I'm asking more for a better way of generating destination filenames, not so much debugging questions. I only put my attempts there to show people that I was actually trying something, and not just relying on people to do my thinking for me.

I'm trying to take a feed such as this

http://www.theskepticsguide.org/feed/rss.aspx?feed=SGU

and parse some useful data out of it for a destination filename. The solution should be general, and not just for this particular feed.

Thanks!
 
C

Chuck

Seriously, if you don't post a minimal code example that shows the problem and with a full traceback you are asking strangers to do magic tricks for your pleasure.

I'm asking more for a better way of generating destination filenames, not so much debugging questions. I only put my attempts there to show people that I was actually trying something, and not just relying on people to do my thinking for me.

I'm trying to take a feed such as this

http://www.theskepticsguide.org/feed/rss.aspx?feed=SGU

and parse some useful data out of it for a destination filename. The solution should be general, and not just for this particular feed.

Thanks!
 
S

Steven D'Aprano

I'm asking more for a better way of generating destination filenames,
not so much debugging questions.
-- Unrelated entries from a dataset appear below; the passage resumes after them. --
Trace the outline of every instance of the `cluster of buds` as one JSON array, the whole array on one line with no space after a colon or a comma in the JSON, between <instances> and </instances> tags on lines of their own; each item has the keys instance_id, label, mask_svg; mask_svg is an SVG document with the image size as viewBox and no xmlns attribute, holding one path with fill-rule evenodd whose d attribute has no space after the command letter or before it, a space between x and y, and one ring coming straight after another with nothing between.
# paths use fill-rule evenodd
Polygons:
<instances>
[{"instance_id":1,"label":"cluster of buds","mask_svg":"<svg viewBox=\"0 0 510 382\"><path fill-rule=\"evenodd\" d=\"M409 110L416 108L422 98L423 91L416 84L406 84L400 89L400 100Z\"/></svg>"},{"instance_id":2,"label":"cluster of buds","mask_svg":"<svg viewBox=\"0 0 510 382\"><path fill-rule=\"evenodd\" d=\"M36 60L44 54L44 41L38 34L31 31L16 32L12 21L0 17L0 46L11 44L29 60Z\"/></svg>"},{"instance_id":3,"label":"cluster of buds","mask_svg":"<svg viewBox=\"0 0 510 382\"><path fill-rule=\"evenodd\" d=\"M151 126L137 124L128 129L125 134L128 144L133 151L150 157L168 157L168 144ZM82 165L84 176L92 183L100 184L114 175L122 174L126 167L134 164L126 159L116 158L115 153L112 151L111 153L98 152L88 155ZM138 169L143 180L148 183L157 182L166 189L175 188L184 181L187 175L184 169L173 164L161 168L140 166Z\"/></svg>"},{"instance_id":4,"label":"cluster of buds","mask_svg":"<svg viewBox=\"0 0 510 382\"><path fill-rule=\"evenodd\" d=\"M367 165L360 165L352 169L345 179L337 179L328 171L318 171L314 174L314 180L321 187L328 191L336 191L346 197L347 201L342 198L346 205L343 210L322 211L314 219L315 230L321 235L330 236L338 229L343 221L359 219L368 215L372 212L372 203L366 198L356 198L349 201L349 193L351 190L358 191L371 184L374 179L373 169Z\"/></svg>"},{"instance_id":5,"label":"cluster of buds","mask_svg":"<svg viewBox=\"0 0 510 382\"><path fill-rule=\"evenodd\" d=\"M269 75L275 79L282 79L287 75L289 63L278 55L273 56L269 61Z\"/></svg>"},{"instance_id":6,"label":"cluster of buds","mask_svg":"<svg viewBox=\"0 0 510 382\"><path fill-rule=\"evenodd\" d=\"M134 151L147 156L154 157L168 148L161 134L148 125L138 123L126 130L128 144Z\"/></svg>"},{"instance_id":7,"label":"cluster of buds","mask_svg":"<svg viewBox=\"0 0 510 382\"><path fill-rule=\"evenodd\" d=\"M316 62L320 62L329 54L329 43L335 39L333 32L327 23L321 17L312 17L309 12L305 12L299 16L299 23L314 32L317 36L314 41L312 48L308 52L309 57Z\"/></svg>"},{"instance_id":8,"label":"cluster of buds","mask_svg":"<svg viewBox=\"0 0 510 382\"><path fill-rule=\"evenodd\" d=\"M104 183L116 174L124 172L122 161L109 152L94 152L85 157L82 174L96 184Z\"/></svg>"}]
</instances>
I only put my attempts there to show
people that I was actually trying something, and not just relying on
people to do my thinking for me.

I'm trying to take a feed such as this

http://www.theskepticsguide.org/feed/rss.aspx?feed=SGU

and parse some useful data out of it for a destination filename. The
solution should be general, and not just for this particular feed.

There is no such general solution, because "some useful data" will depend
on what you intend to do with it, what the feed is, and what *you*
consider "useful".

Your earlier approach is probably fine, once you fix the syntax error.